3D Modelling of the DC/DC and DC/AC Converters

The objective of the research is to optimise the design of the heatsink and investigate the effects of different configurations on heat dissipation. The study focuses on silicon carbide (SiC) and gallium nitride (GaN) semiconductors used in the RHODaS T-type 3-level inverter and outlines the estimation of total losses for heatsink design and provides insights into the advantages and disadvantages of different heatsink concepts.

Initially, an estimation of power losses for SiC and GaN semiconductors based on simulation results was determined, taking into account the varied thermal resistance of the heatsink which then informs the design. Researchers explored different concepts such as functional, geometrical, and mixed designs with each concept being analysed in terms of its advantages, disadvantages, and thermal performance. Computational Fluid Dynamics (CFD) simulations were performed to investigate the thermal characteristics of the heatsink. The simulations consider factors such as fin arrangement, fin height, and heatsink body shape. The effects of these factors on heat dissipation efficiency and temperature distribution were thoroughly examined.
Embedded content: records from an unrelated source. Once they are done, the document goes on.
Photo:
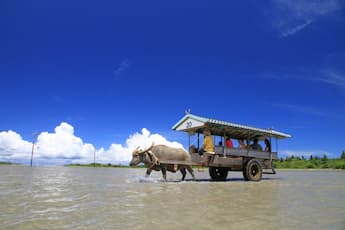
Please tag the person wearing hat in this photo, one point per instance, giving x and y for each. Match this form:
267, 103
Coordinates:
207, 147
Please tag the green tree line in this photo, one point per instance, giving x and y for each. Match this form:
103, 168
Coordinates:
314, 162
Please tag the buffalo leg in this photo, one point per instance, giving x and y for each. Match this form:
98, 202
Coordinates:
190, 170
164, 173
183, 171
148, 172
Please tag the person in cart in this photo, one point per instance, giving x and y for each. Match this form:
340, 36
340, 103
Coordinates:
256, 145
207, 148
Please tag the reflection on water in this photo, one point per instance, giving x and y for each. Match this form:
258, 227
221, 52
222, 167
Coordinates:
108, 198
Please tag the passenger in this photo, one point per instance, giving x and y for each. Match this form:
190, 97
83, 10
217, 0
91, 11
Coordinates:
229, 143
241, 144
268, 145
207, 147
256, 145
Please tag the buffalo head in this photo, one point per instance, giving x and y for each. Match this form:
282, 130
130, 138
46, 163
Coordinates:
141, 156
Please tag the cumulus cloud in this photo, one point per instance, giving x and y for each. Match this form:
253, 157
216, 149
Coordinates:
289, 17
13, 147
62, 146
305, 153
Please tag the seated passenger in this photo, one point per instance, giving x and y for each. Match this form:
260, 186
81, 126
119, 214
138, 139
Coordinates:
268, 145
229, 143
207, 147
241, 144
256, 145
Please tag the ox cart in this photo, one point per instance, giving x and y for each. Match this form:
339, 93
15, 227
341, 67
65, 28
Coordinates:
253, 163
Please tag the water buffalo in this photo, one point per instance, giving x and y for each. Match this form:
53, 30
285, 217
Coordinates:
153, 156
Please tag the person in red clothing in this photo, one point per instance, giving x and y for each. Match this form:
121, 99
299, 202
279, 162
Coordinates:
229, 143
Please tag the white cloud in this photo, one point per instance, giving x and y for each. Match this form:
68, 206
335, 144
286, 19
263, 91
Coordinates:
13, 147
305, 153
289, 17
62, 146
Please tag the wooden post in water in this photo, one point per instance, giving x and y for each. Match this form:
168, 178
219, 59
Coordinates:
33, 146
94, 158
32, 153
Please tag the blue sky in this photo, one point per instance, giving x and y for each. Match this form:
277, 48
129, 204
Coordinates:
109, 69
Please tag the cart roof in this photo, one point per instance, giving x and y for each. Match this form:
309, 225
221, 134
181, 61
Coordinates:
196, 124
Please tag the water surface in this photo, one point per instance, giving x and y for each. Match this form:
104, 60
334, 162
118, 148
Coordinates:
114, 198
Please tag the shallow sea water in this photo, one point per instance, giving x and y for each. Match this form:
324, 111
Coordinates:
114, 198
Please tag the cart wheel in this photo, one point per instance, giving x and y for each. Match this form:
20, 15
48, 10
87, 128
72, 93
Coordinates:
218, 173
252, 171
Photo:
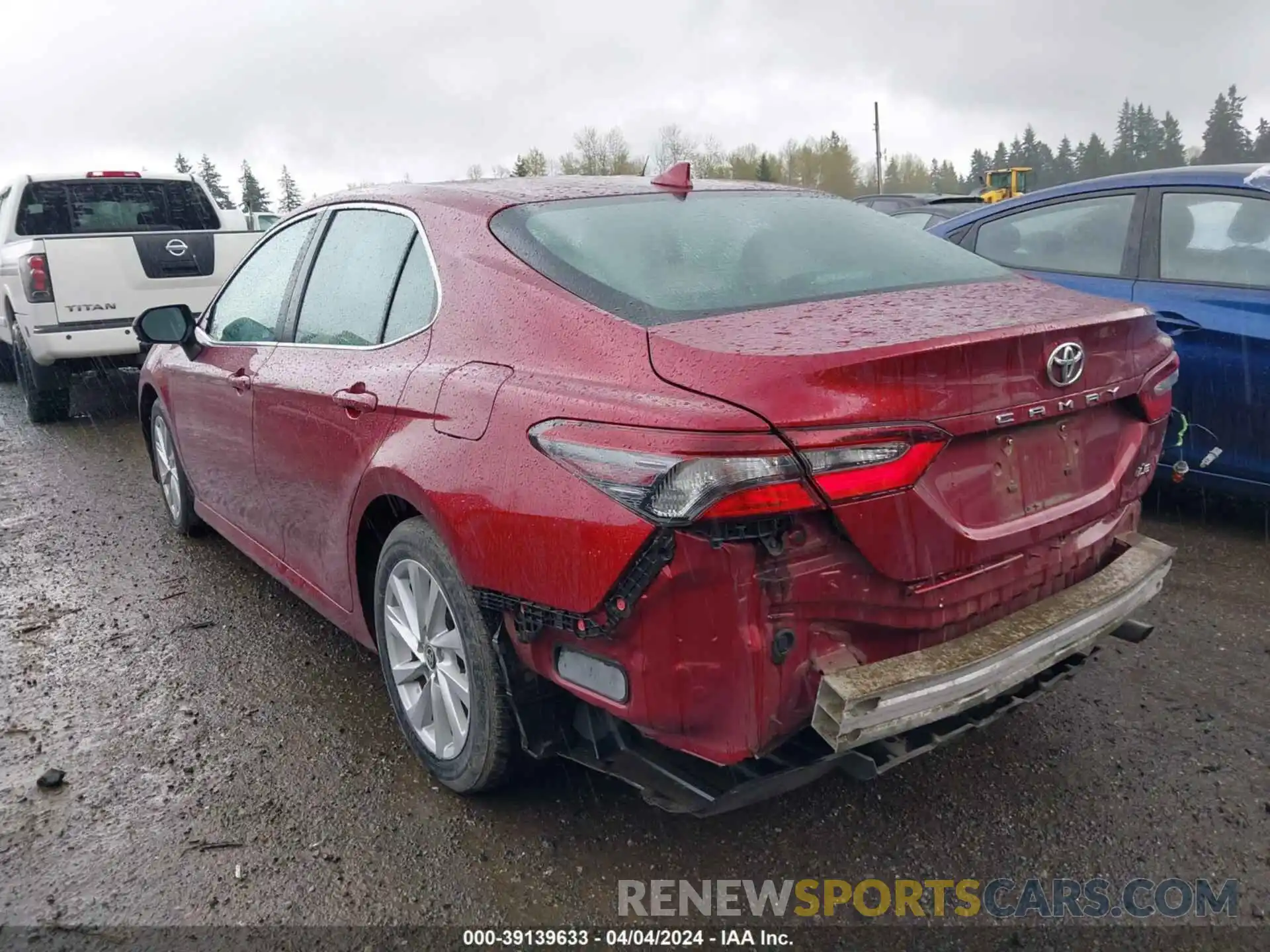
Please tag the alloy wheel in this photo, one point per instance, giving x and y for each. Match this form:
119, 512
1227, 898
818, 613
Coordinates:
427, 658
165, 462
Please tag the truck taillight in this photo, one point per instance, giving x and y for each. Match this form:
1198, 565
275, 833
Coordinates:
1156, 397
673, 477
36, 281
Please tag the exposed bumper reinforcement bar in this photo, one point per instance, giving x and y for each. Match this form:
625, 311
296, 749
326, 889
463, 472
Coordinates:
864, 703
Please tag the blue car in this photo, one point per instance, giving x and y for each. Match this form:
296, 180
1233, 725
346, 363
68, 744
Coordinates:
1194, 245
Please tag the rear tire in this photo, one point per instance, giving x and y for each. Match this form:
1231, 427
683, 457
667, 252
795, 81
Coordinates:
435, 660
44, 405
8, 365
8, 352
177, 495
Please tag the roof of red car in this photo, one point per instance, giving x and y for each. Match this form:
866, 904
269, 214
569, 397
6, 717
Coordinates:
493, 194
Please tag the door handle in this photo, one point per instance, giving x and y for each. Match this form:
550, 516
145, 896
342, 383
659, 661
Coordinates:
1174, 324
356, 400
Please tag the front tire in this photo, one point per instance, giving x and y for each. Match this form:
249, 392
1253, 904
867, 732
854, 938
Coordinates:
439, 663
177, 496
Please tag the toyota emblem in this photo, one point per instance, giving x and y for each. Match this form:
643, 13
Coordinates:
1066, 365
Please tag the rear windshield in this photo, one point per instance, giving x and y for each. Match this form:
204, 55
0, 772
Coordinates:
97, 206
658, 259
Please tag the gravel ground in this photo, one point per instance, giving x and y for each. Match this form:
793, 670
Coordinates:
232, 758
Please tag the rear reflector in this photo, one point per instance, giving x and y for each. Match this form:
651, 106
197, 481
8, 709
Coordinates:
601, 676
857, 462
36, 281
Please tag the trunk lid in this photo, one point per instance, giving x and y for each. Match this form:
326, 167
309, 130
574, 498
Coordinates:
1029, 460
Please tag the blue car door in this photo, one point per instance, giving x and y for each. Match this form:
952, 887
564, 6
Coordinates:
1206, 270
1086, 241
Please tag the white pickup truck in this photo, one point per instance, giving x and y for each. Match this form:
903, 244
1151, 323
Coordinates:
83, 255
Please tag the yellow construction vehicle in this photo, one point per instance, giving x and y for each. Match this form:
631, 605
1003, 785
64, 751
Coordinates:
1001, 184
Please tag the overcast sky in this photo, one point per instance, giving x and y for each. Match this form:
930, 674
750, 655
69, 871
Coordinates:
376, 89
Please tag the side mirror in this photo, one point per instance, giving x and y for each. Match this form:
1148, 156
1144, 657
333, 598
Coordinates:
171, 324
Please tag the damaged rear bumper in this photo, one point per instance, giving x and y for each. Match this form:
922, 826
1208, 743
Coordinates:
863, 703
902, 707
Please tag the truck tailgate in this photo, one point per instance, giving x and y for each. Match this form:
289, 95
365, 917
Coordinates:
117, 277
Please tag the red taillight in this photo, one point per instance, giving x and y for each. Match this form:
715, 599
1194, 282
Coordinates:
673, 477
36, 281
778, 498
855, 462
1156, 397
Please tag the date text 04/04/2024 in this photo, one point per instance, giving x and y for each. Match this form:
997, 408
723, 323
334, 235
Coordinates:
669, 938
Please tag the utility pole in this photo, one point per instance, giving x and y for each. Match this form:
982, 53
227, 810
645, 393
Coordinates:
878, 143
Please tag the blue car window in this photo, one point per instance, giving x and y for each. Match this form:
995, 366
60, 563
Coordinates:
1086, 237
1214, 239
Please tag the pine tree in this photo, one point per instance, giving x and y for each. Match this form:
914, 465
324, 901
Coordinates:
1173, 153
949, 182
1148, 139
290, 200
1224, 138
890, 178
211, 177
1123, 155
1064, 168
1095, 159
254, 197
1261, 146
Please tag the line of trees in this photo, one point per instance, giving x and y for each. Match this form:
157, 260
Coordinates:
1142, 141
254, 196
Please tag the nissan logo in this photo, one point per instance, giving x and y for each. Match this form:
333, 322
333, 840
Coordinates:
1066, 365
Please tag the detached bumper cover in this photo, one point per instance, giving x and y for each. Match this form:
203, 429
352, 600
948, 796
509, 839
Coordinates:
861, 703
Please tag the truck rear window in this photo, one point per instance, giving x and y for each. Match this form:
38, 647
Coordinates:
661, 258
95, 207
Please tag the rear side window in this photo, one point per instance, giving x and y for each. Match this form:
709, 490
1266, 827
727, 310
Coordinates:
415, 299
1085, 237
658, 259
347, 299
919, 220
1214, 239
99, 206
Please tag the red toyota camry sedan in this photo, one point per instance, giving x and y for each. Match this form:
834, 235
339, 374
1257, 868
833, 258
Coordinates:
710, 485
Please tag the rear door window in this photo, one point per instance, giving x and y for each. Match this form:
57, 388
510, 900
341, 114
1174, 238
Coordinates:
662, 258
103, 206
1086, 237
1214, 239
417, 295
347, 298
251, 306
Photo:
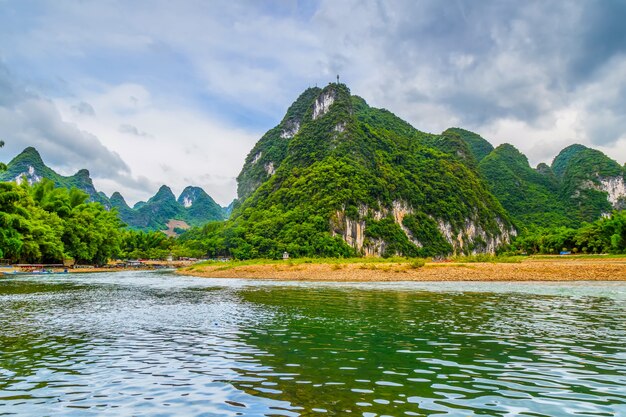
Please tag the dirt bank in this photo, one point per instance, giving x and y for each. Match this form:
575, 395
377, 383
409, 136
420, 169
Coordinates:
532, 269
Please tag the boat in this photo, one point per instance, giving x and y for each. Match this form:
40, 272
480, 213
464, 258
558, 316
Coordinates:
36, 272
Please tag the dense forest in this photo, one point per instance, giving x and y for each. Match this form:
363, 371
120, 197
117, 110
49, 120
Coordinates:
338, 178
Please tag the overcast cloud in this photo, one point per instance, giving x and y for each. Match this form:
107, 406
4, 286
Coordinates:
145, 93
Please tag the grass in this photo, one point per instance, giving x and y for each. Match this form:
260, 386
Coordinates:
364, 263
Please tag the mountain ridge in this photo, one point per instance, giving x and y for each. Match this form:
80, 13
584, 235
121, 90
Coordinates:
154, 214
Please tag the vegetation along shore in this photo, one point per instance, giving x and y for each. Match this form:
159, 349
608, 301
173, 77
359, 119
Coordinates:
533, 268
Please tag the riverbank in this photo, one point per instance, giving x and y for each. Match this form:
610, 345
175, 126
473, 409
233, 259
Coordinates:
543, 268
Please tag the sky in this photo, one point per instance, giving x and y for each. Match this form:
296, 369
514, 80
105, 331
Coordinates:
146, 93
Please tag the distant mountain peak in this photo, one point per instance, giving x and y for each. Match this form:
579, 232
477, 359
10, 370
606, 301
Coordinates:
29, 154
164, 193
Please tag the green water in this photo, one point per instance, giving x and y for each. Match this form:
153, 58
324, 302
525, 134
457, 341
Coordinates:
157, 344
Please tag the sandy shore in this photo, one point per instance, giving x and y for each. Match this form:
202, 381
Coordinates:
532, 269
Conclusions from the research indicate that the mixed design concept, which incorporates separate coolant inlets for SiC and GaN modules, provides the best cooling functionality. This design ensures temperature uniformity and allows for individual control of coolant flow to each module; however, it also increases the complexity and cost of the heatsink system. This highlights the importance of optimising fin height and heatsink body shape. It was found that reducing the heatsink height improves heat dissipation and lowers the maximum temperature of the cold plate. Smaller fins also result in better velocity distribution and enhanced heat dissipation efficiency.

Overall, the research into the thermal management of power converters represents a significant step towards the development of high-performance power converters for heavy-duty electric transport. By optimising the design of the heatsink and investigating different configurations, the thermal management system can effectively dissipate heat generated by SiC and GaN semiconductors. The findings of this research can lead to the development of more efficient and cost-effective propulsion systems for electric vehicles. Further studies and advancements in thermal management strategies will be crucial in meeting the increasing power demands of electric transport while ensuring optimal performance and reliability.